Sometime last year, a vote was taken by the European Parliament to ask the European Commission, which can be likened to the Cabinet of Europe, to formulate a strategy asking countries that offer CIP to phase them out or face visa restrictions.
Katz said in an interview recently that while that decision is not yet official and it may take a while before anything can materialize, heads of government must continue to discuss and plan a way forward in the eventuality.
“The CIP is a very critical component of the earnings of the government. Unfortunately, a lot of the other industries that have supported these countries like the offshore banking industries, the gambling industries have been shut down”, he said.
Katz added that tourism seems to be next in line, where economic viability is concerned but that industry, he says is very fragile.
“If there’s a little hiccup in the economy, the first thing that people stop doing is that they stop being tourists, they stop traveling. Tourism is gone if there’s a little hiccup in the economy…we see what happened during the pandemic,” he said.
While there have been talks about agriculture and diversification of the economy, Katz believes that these industries will not attract the kind of financing needed to sustain the already struggling economy.
“Antigua doesn’t have oil, gold, diamonds and there is very little manufacturing possible.
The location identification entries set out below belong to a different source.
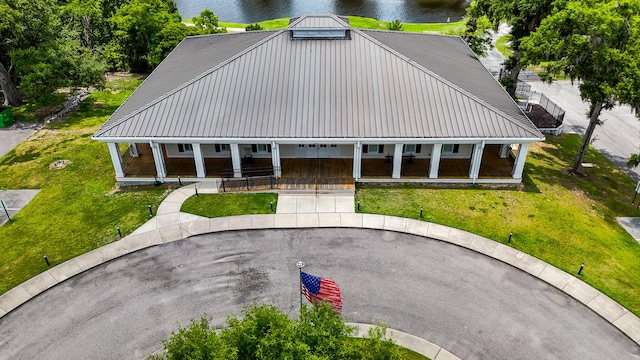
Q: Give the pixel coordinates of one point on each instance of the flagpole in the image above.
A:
(300, 265)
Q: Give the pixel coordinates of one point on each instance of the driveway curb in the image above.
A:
(601, 304)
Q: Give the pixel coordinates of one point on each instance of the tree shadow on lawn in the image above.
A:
(603, 183)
Many people speak about farming but that can only be done on a small scale compared to places like Iowa,” Katz said.
It is for this reason that Katz believes that everything must be done to try to safeguard the CIP.
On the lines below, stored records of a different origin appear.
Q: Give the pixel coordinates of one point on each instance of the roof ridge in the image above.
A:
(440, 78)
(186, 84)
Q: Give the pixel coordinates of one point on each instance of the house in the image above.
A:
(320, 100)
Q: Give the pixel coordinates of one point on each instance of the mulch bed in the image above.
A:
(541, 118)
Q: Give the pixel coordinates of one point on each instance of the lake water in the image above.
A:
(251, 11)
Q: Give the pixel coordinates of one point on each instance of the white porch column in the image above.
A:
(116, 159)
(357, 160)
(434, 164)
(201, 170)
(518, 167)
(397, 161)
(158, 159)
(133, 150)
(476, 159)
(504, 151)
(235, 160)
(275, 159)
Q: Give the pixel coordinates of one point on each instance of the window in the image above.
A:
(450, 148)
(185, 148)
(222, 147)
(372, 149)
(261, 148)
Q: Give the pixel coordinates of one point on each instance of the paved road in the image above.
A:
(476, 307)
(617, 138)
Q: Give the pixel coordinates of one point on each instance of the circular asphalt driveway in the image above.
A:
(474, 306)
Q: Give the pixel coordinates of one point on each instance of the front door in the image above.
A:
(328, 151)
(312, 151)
“The CIP is critical for the economy and this is why they are doing everything they can safeguard it including doing this crazy work of due diligence that is way over and beyond what any other country does,” he said.
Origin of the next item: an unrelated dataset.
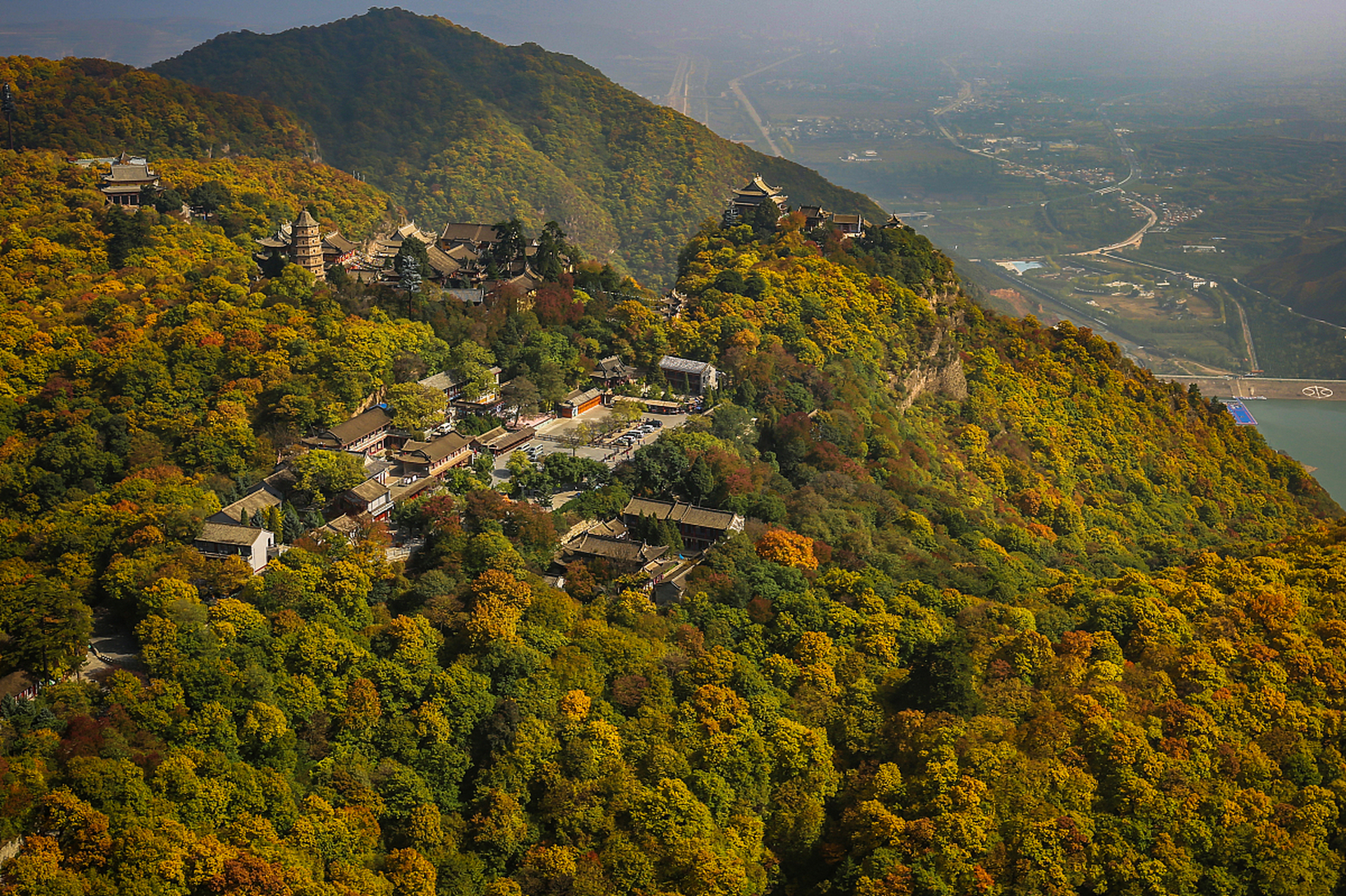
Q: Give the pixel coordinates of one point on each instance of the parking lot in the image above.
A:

Yet, there seems to be a vigorous attempt to shut down the CIPs in the region. Many bureaucrats in other countries find it distasteful that somebody can get citizenship using money.
But bureaucrats, Katz says, are not wealthy people, and “they can’t afford these things so they don’t like when others can”
Katz, is a licensed member of The Immigration Consultants of Canada Regulatory Council (ICCRC), the governing board of Canadian immigration consultants.
Starting in 2001 when he was an advisor to the government of Canada regarding the creation of the new Immigration and Refugee Protection Act, he has advised numerous governments around the world on issues regarding investor immigration.
Apex Capital Partners represents clients with all Caribbean CIPs, as well as numerous countries in Europe and North America.
Apex Capital Partners works with clients through its offices in St Kitts and Nevis, Antigua and Barbuda, Dominica, Montreal, Moscow, Dubai, Montenegro as well as its network of hundreds of agents around the world.
Apex Capital Partners also develops residential real estate, having been involved as a principal in residential projects in St. Kitts, Charleston, South Carolina, Montreal, and Moscow, Russia
He is a founding member of the Global Investor Immigration Council, a non-partisan, not-for-profit organization addressing the opportunities and challenges of the movement of immigrant investors and global citizens.